La cocina tradicional se basaba en ir temprano a la plaza, comprar buenos productos y emplear tiempo dándole calor humano a los pucheros, sazonados apenas con cuatro hierbas. Nuestras madres y abuelas se pasaban tiempo intercambiándose recetas con las que estirar el presupuesto.
La cocina moderna ha derivado a comprarse aparatos que necesitan ser manejados por técnicos en explosivos, mezclar los productos que te traen desde Mercatuciudad en estado de hipercongelación los en dosis que han de ser medidas con balanzas de precisión y servirlos con gran parafernalia porque el momento de comer lo preparado, es lo de menos.

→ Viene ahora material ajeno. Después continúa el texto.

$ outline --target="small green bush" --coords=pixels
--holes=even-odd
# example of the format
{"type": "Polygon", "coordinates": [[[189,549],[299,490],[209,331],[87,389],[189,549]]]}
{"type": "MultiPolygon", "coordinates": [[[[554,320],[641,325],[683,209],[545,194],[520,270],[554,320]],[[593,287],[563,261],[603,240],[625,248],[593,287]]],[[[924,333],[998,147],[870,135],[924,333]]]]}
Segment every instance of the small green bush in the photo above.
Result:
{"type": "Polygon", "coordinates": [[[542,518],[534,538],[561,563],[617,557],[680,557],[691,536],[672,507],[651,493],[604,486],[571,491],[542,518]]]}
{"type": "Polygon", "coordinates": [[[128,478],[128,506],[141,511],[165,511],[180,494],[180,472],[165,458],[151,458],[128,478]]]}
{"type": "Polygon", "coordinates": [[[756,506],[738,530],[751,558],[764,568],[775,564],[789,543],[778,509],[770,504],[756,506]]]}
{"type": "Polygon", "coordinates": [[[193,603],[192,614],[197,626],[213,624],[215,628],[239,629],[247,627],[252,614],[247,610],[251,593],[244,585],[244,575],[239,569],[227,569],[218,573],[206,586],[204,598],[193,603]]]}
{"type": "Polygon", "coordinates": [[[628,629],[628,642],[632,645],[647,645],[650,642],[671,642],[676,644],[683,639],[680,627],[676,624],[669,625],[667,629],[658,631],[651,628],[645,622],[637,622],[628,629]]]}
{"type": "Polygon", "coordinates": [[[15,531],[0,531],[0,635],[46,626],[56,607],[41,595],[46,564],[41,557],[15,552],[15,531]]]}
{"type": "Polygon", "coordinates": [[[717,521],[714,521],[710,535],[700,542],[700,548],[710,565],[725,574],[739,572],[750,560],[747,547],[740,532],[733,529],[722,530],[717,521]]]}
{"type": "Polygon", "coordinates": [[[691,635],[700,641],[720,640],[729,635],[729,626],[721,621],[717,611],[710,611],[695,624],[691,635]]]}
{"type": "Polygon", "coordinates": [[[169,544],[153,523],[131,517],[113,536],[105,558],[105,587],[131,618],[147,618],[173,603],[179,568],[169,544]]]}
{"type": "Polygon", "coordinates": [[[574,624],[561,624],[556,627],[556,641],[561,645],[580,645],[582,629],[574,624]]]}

La reacción de los colegas de Santamaría es comprensible, No es cosa de dejar que alguien pretenda matar la gallina de los huevos de oro. Y mucho menos, si su intención es servirla en pepitoria o, todavía para más escarnio, trocearla en pinchitos mojados en salsa de aquí hay tomate y hacerla acompañar con una bota de vino de pitarra.
Cuando éramos niños, se nos decía que con las cosas de comer no se juega. Y un poco mayores, se nos recomendaba -esta vez, ya sin tanta convicción y por otro tipo de gentes- aquello de que donde pongas la olla no metes la polla, a menos que pertenezca a la volatería (y, con más perdón aún, procura que no te la metan).

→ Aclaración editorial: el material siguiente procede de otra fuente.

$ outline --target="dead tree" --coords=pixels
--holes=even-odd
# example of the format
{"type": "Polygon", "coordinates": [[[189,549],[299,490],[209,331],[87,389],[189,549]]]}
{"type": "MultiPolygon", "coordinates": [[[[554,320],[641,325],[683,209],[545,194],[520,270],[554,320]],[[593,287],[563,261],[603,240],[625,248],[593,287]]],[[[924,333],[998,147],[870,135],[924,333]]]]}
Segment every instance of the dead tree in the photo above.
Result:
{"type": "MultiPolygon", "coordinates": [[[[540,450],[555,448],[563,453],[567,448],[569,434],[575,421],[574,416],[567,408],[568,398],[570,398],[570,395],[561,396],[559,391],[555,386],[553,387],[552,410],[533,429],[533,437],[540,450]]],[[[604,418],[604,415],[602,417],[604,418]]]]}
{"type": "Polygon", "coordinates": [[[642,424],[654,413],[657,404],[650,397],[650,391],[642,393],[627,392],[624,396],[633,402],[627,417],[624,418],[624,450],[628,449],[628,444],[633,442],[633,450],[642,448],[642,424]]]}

Del primer dicho, cabe colegir, como recuerda Santi Santamaría, que los creativos del fogón, cuando le dan al magín para descomponer los alimentos y juguetear con ellos, no están dándonos de comer, sino haciendo del momento de la comida un espectáculo, por lo que los restaurantes deberían cotizar como teatro.
Del segundo dicho, sin embargo, se puede deducir que Santamaría es el que yerra, porque habría metido la pata pretendiendo desenmascarar la verdad que se esconde tras los fogones, que es de lo que él mismo vive. Es lo mismo que si nos explicaran cómo hace un mago sus trucos. En cocina, como en el sexo y en la magia, hay que mantener algo del misterio.